Figure 1.

Transient receptor potential mucolipin 1 (TRPML1) silencing affects glioblastoma cell viability. (A) The relative TRPML1 mRNA expression in untransfected and siTRPML1 T98 and U251 glioma cell lines after 72 h of silencing (time 0) and after 72-h post-transfection was evaluated by the quantitative reverse transcription (qRT)-PCR. TRPML1 mRNA levels were normalized for glyceraldehyde-3-phosphate dehydrogenase (GAPDH) expression. Data are expressed as mean ± SD; *p < 0.001 vs. untransfected. (B) The Western blot analysis of TRPML1 protein levels. Blots are representative of one of three separate experiments. TRPML1 densitometry values were normalized to GAPDH used as loading control. The TRPML1 protein levels of silenced samples were determined with respect to TRPML1 levels of untransfected cells. (C) The Western blot analysis of pERK, ERK, pAKT, and AKT protein levels in siGLO and siTRPML1 T98 and U251 cells after 72 h of silencing (time 0).
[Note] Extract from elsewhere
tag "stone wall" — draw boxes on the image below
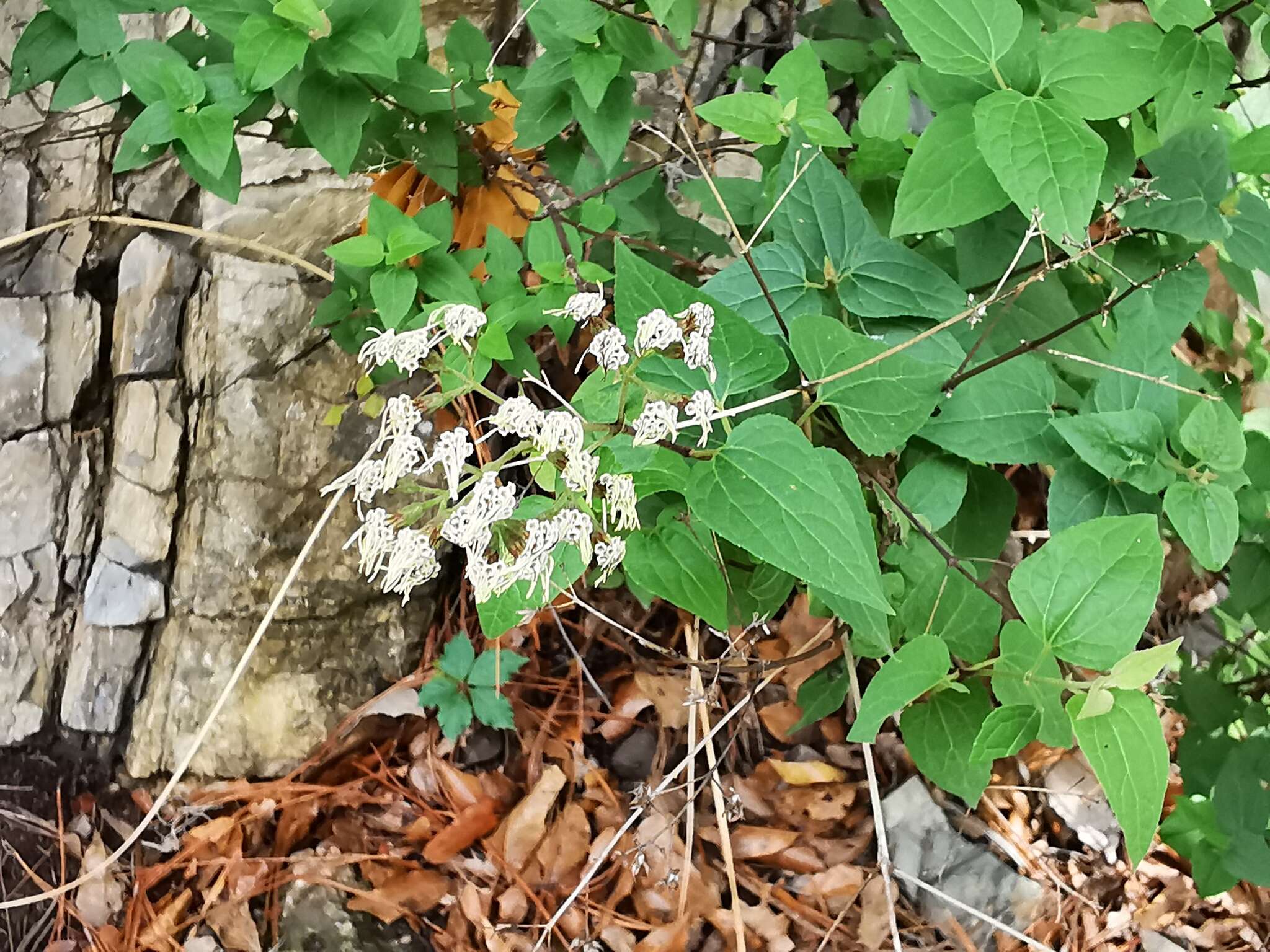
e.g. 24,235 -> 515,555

Blots are representative of one of three separate experiments. ERK and AKT densitometry values were normalized to GAPDH used as loading control. The pERK and pAKT protein levels were determined with respect to ERK and AKT levels. *p < 0.01 siTRPML1 vs. siGLO. (D) Cell viability was evaluated by 3-(4,5-dimethylthiazol-2-yl)-2,5-diphenyltetrazolium bromide (MTT) assay in siGLO control and in siTRPML1 T98 and U251 glioblastoma cells for up to 72 h. Data shown are expressed as mean ± SE of three separate experiments. *p < 0.01 and ^#p < 0.05 siTRPML1 vs. siGLO.